The federal government instituted a traffic light system to simplify the risk management of Covid-19

Credit: omgitsjustintime/ Instagram

Shortly after the Coronavirus outbreak began, the federal government instituted a color-coded risk management system to simplify its messaging. With red being the highest risk level and green being the lowest, every state until June 15th was still in the red level.

As of July 1, 18 states are now in the orange level. This means that restaurants, cafés, and shops can begin to reopen with reduced capacity. Hotels and markets will also be allowed to resume service, meaning that tourism will likely begin to pick up again very soon.

President AMLO has been eager to get the economy reopened after it was reported that at least one million formal jobs have been lost and the country’s economy is expected to shrink by 8.8% this year.

On the first day of reopening, shops in Mexico City’s historic center were jammed full of shoppers.

Credit: Raul Hidalgo / Getty Images

The city’s historical center is a hub of economic activity.

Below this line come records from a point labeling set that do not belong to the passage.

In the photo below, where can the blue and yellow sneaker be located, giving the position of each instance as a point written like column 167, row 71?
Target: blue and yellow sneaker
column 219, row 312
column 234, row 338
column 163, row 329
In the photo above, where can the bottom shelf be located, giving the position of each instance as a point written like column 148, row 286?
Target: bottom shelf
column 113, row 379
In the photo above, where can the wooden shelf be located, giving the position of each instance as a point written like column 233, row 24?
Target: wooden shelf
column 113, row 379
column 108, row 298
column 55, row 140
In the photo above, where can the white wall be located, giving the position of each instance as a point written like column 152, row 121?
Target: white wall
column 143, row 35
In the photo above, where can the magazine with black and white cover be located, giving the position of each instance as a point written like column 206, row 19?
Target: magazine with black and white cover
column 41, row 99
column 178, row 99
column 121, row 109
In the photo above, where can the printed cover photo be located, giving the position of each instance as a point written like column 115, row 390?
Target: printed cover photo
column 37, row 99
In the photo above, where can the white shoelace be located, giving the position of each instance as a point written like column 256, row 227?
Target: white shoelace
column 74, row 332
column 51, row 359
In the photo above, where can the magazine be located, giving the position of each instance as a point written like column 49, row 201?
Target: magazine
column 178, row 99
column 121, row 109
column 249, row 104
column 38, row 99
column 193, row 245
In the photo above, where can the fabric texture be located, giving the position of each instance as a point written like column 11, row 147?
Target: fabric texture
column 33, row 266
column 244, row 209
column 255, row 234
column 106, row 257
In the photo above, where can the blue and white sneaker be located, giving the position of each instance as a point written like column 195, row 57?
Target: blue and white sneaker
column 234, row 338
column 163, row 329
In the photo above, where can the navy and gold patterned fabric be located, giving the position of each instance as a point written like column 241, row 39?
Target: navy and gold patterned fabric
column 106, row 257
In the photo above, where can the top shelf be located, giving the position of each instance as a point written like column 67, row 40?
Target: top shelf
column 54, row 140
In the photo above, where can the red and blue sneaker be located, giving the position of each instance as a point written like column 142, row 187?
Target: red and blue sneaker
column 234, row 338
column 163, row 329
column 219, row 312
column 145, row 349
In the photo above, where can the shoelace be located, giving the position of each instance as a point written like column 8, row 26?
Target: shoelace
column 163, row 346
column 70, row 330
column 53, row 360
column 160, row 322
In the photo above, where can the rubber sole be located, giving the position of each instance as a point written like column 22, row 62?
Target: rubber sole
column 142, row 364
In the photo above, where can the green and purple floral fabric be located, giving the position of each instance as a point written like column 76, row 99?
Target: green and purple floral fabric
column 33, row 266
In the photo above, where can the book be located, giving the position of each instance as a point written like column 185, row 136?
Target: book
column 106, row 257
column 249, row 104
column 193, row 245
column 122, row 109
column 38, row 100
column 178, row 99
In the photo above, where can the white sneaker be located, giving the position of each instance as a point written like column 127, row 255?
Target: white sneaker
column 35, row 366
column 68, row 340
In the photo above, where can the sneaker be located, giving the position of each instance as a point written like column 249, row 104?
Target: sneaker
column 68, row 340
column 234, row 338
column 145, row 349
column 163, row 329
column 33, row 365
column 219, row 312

You can literally find pretty much anything you could ever want in these cobblestones streets. The district is home to more than 27,000 businesses and as of this week they’re now permitted to open once again. And resident wasted no time in hitting the shops.

Long lines formed outside shops with few people wearing masks and most stores not truly enforcing social distancing requirements. Some offered antibacterial gel and took people’s temperatures before allowing them to enter.

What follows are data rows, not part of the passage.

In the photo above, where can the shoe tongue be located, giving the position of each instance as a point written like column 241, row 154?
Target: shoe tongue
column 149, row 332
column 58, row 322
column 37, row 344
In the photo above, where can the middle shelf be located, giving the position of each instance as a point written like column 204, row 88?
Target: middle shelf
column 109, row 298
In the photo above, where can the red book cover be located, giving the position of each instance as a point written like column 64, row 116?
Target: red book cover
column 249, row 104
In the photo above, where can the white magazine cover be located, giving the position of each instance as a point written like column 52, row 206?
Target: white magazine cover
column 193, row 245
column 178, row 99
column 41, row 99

Officially, shops and businesses with an odd street number are permitted to open three days a week, Monday, Wednesday and Friday, whereas even-numbered shops can open Tuesday, Thursday and Saturday.

In order to prevent crowds from accumulating and promote social distancing, 31 streets were converted into pedestrian-only zones.

Restaurants, cafés, and shopping centers are all open for business – with some protective measurements in place.

Credit: omgitsjustintime/ Instagram

Even before the official change to semáforo naranja, several restaurants and cafés were already offering dine-in service. But now restaurants are officially allowed to operate at limited capacity, while staff are required to wear masks and shields, and restaurants are’s allowed to play music or issue reusable menus.

Street markets, known as tianguis, will also be allowed to restart which will help many of the city’s informal workers. And the following week, department stores and shopping malls will also be allowed to reopen at 30% capacity and with limited hours.

Mexico is hardly finished with the Coronavirus threat – in fact, cases have been reaching record levels.

Credit: Covid.gob.mx

Although not yet at the levels seen in the U.S. or Brazil, Mexico has been struggling with its response to the Coronavirus pandemic. As of July 1, the country has had more than 225,000 confirmed cases and almost 28,000 deaths, with Mexico City being the epicenter of the nation’s outbreak.

And the worst doesn’t appear to be over. In a Covid-19 situation report published Monday, the Johns Hopkins Center for Health Security noted that Mexico had reported a decreasing daily incidence for three consecutive days.

“However, Mexico does not yet appear to have reached its peak,” the report said. “Based on recent trends, we expect Mexico to report increasing daily incidence over the coming days. Mexico is currently No. 6 globally in terms of daily incidence,” it added.